Up until two years ago, only giant technology companies had the resources and expertise to build products that fully depended on machine learning systems. Think Google powering ad auctions, TikTok recommending content, and Uber dynamically adjusting pricing. To power their most critical applications with machine learning, these teams built custom infrastructure that met the unique needs of deploying machine learning systems.
Fast forward a few years and an entire ecosystem of MLOps tools have sprung up to democratize machine learning in production. But with hundreds of different tools out there, understanding what each of them does is now a full-time job. Feature platforms and their related cousin, feature stores, are a popular part of that ecosystem. In a nutshell, a feature platform enables your existing data infrastructure (data warehouses, streaming infrastructure like Kafka, data processors like Spark/Flink, etc.) for operational ML applications. This post explains in more detail what feature platforms are and what problems they solve.
Building operational machine learning is tough
Feature platforms enable operational machine learning (ML), which happens when a customer-facing application uses ML to autonomously and continuously make decisions that impact the business in real time. The examples I shared from Google, TikTok, and Uber are all operational ML applications. Any machine learning project always consists of four stages:
Most projects never make it past the development stage. Productionizing and operating machine learning applications remain the main blocker for teams. And the most difficult part of productionizing and operating ML is managing the data pipelines that need to continuously feed these applications.
A feature platform solves the data challenges associated with productionization and operation. It creates a path to production. We’ll get into the specific of what this means, but let’s first describe what a feature is.
What is a machine learning feature?
In machine learning, a feature is data that’s used as the input for ML models to make predictions. Raw data is rarely in a format that is consumable by an ML model, so it needs to be transformed into features. This process is called feature engineering.
For example, if a credit card company is trying to detect fraudulent transactions, a transaction being made in a foreign country might be a good indicator of fraud. Features end up being columns in the data that is sent to a model.
What’s unique about ML is that features are consumed in two different ways:
- To train a model, we need large amounts of historical data.
- To make a live prediction, we need to provide only the latest features to the model, but we need to provide that information within milliseconds. This is also called online inference. In this example, the model only needs to know whether the current transaction is in a foreign country or not, and it needs to process that information while the transaction is happening.
What problems does a feature platform solve?
In the development stage of a machine learning project, data scientists do large amounts of feature engineering to find the features that lead to the highest prediction accuracy. Once that process is complete, they usually hand off the project to an engineering colleague who will put those feature engineering pipelines into production.
If you’re a data scientist, you don’t want to be concerned about how the data becomes available or how it is computed. You know which features you want, and you want those features to be available for the model to make live predictions. Engineers, on the other hand, need to re-implement those data pipelines in a production environment, which quickly becomes very complex as soon as there’s real-time or near-real-time data involved. To power operational ML applications, these pipelines need to run continuously, can’t break, need to be extremely fast, and need to scale with the business.

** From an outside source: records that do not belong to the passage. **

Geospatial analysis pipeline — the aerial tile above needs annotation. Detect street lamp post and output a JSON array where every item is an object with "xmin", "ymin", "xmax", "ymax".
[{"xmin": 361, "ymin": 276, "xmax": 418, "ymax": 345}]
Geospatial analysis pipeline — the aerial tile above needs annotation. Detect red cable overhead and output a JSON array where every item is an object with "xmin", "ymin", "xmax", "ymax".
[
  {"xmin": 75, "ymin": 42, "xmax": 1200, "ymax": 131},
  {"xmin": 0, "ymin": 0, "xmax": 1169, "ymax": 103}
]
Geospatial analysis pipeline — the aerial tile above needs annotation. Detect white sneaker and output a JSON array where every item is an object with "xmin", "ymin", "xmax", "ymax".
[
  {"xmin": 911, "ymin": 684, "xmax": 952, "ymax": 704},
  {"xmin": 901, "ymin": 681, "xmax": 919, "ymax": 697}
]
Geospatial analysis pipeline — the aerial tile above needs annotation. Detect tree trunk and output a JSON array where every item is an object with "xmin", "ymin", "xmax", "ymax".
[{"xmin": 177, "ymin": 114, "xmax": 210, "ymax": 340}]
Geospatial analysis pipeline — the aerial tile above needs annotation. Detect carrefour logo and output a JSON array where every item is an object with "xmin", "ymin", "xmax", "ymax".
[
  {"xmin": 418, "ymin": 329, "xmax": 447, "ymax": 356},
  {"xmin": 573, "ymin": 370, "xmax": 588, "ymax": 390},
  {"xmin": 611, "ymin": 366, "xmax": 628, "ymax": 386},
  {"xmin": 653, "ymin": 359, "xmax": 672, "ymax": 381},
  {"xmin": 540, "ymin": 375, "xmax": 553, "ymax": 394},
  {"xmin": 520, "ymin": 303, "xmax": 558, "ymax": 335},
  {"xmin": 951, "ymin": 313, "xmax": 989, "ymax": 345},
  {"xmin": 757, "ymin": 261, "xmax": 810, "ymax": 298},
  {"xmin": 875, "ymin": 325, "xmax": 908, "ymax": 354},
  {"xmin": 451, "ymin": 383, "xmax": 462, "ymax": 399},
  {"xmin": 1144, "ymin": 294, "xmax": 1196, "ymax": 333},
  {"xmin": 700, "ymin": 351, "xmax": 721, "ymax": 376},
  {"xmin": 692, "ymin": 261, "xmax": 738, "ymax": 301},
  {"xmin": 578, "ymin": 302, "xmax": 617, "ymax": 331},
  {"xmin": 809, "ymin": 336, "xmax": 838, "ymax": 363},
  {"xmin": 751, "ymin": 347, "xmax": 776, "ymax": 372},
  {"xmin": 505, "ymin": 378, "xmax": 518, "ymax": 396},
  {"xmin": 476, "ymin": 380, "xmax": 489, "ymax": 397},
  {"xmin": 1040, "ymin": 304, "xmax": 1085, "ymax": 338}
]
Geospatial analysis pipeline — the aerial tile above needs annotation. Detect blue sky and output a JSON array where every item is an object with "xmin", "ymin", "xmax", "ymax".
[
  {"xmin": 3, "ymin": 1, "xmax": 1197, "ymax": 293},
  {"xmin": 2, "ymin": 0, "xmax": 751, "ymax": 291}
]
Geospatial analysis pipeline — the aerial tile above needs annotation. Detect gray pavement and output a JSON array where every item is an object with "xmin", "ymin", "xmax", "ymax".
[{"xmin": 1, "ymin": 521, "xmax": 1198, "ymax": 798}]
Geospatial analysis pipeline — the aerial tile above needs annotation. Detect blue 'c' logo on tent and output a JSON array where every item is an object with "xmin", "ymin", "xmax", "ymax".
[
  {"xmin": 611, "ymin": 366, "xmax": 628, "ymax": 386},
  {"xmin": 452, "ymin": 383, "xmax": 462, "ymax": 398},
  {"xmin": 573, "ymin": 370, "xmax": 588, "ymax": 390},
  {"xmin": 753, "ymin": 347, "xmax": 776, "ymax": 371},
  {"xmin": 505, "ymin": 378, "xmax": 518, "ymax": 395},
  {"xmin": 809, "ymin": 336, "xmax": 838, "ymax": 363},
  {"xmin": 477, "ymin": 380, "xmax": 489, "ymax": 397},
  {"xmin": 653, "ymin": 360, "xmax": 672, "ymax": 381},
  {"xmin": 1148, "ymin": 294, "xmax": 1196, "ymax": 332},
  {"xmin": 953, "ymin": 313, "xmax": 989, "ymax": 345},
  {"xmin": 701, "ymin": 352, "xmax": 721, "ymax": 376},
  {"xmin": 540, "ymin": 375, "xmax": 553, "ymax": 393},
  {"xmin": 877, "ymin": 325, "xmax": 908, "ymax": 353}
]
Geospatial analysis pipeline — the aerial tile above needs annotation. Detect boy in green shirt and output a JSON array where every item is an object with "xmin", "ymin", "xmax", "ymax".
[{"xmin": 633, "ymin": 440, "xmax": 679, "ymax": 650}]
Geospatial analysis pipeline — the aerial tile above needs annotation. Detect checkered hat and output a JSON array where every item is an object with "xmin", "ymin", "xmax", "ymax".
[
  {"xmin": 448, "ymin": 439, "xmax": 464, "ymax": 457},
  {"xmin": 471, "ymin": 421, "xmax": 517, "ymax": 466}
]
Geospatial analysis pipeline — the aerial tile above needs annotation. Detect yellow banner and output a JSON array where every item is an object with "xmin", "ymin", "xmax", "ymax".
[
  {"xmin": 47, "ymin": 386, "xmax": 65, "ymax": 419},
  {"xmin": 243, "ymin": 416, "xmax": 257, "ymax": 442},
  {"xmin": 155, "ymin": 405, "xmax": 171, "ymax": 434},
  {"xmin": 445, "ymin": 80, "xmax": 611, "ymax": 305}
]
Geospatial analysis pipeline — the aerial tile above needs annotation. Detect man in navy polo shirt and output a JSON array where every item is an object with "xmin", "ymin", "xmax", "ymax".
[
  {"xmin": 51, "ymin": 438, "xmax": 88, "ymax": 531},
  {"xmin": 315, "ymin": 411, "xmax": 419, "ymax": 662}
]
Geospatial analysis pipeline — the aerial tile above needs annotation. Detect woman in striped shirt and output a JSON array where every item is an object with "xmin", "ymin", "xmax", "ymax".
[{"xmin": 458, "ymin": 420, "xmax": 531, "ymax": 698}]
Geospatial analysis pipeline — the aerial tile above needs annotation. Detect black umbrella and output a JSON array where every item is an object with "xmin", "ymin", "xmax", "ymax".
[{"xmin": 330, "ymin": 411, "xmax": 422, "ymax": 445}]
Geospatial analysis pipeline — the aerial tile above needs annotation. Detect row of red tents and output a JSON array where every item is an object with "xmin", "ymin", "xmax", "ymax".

Re-implementing data pipelines into a production environment is the main blocker for operational ML projects. Going back to the fraud detection example, realistic features that companies will implement are:
- Distance between a user’s home location and the location where the transaction is happening, computed as the transaction is occurring.
- Whether the current transaction amount is more than one standard deviation higher than the historical average at that merchant location.
- A user’s number of transactions in the last 30 minutes, updated every second.
These feature engineering pipelines are difficult to implement. They can’t be computed directly on a data warehouse, and they require setting up streaming infrastructure to process data in real time. A feature platform solves the engineering challenges of putting these features into production and, in doing so, creates an easy path to production. Concretely, a feature platform:
- Orchestrates and continuously runs data pipelines to compute features and makes them available for offline training and online inference.
- Manages features as code, allowing teams to do code reviews, version control, and integrate feature changes into CI/CD pipelines.
- Creates a library of features, standardizing feature definitions and enabling data scientists to share and discover features across teams.
Let’s dive deeper into how users interact with a feature platform and what its components are.
What is a feature platform?
A feature platform is a system that orchestrates existing data infrastructure to continuously transform, store, and serve data for operational machine learning applications.
There are two main ways in which users interact with a feature platform:
- Feature creation and discovery
- Users define new features as code in Python files using a declarative framework. Feature definitions are managed in a git repo.
- Users discover existing features that other teams have defined.
- Feature retrieval
- At training time, users can call the feature platform within a notebook to get all the historical data they need to train a model. This can be done with a call such as get_historical_features(fraud_model). The feature platform handles the complexity of backfilling features and doing correct point-in-time joins, and the resulting data frame can be ingested by any model training tools, such as XGBoost, Scikit-learn, etc.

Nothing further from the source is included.